O primeiro contato com Cuba já ocorre em Lima, escala de nossa viagem. No aeroporto desembarca do Iliutchin, da Cubana de Aviação, o Presidente da Apra, partido de oposição no Peru, de volta de um período de exílio e entusiasticamente recebido por seus correligionários. O avião cubano, que faz rota regular para Lima , era a mostra de uma nova realidade na América Latina: a crescente ruptura do isolamento que se impôs à Cuba para tentar abortar a sua revolução.
No percurso México-Havana, já feito em avião da Cubana de Aviação, começa nossa descoberta daquele novo mundo. Primeira surpresa (relativa) : cubanos voltando para seu país após viagem de passeio ou serviço no México. Começa a cair a acusação de país de fronteiras fechadas, campo de concentração de todo o povo.
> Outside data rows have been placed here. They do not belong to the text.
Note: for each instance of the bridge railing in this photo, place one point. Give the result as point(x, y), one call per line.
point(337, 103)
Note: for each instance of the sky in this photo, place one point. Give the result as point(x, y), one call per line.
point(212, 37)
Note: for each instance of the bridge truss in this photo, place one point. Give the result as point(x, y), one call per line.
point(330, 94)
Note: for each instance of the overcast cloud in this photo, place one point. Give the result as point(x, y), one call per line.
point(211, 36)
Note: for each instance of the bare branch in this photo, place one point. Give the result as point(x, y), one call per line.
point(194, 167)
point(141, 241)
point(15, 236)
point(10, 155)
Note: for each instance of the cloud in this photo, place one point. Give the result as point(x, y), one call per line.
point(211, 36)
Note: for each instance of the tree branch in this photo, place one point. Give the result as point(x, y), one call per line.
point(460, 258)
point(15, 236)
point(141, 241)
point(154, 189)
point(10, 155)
O serviço de bordo, semelhante à de qualquer linha internacional, tinha suas peculiaridades. Frango com gosto de frango caipira; chocolate com jeito de feito em casa; cigarros com alerta dos danos à saúde; aeromoças com aspecto de gente comum, com salto baixo e calça comprida.
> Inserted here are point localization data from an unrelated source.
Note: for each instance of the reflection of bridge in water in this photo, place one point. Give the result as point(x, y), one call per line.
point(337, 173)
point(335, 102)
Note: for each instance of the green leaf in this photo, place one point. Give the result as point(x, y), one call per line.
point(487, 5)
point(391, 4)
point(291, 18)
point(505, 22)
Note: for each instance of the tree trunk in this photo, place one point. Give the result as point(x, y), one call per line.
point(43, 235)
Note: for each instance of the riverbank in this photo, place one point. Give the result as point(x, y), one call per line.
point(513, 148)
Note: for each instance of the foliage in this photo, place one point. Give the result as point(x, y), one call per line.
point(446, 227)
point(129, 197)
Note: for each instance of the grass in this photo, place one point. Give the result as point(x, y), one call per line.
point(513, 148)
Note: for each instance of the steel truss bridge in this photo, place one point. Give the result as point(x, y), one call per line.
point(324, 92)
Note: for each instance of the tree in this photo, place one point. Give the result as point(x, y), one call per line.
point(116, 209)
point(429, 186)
Desembarcando em Havana, começa nossa grande aventura. Fomos encontrar um povo que trabalha duro, que se parece com o brasileiro (mais negros do que no Rio de Janeiro) que gosta de dançar rumba e tomar run, que nos pergunta de Malu, Roberto Carlos e Chico Buarque, que se orgulha de seu espírito internacionalista, de seus heróis e de sua revolução. Fomos encontrar um país sem analfabetos(3,9 por cento); sem desemprego; com ensino e saúde gratuitos e assegurados à toda a população; sem infância desamparada, sem trombadinhas e assaltantes (3 roubos no ano de 83, em toda linha) Fomos encontrar uma nação que tem um líder inconteste, respeitado, admirado e venerado como se fosse ao mesmo tempo um pai, uma mãe, um Deus: “el Comandante-en-jefe Fidel Castro Ruiz, primer-secretário del Comitê Central del Partido Comunista de Cuba y Presidente de los Consejos de Estado y de ministros”.
Nesta coluna farei meu depoimento de viagem, sem pretender generalizar simples impressões de turista. Falarei do que vi, ouvi e senti, no contato com o povo, sem o enfoque e o rigor de um especialista , que não sou, mas ao mesmo tempo com a sinceridade e o entusiasmo de um curioso e interessado observador.